Wind power was the No. 2 source for power generation in the U.S. for the first time ever on March 29, surpassing coal and nuclear power, the U.S. Energy Information Administration (EIA) said Thursday.
Wind turbines in the continental U.S. produced 2,017 gigawatthours of electricity on the 29th, according to data from the EIA. While there have been days in the past when wind generation separately outpaced coal and nuclear generation, the 29th marked the first day that it surpassed both power sources.
Natural gas remained the top source of power generation on March 29, comprising 31 percent of power generation, followed by wind, nuclear and coal. The milestone comes a little more than two years after nationwide wind capacity outstripped nuclear capacity in September 2019. This did not immediately result in higher wind power output than nuclear, because wind generators are designed to run at lower capacity than nuclear generators.
Wind power generation often hits an annual high in spring, when wind speeds tend to peak and electricity demand is usually at one of its lowest points, which prompts coal and nuclear generators to reduce output.
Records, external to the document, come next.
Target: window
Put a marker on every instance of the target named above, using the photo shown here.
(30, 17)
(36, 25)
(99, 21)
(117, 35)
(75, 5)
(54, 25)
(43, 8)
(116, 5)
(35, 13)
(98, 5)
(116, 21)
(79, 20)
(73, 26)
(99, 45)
Overall, wind typically produces the least amount of electricity per month of any major source, and the EIA does not project that it will surpass coal or nuclear for a full month at any point during this year or 2023.
The milestone comes as the Biden administration has made increased wind power installations a central part of its agenda to reduce U.S. carbon emissions by half by the end of the decade. The Interior Department has signed off on a number of offshore wind projects, including most recently the first wind power lease off the Carolinas in late March. The Biden administration has set a goal of leasing 30 gigawatts’ worth of offshore wind power.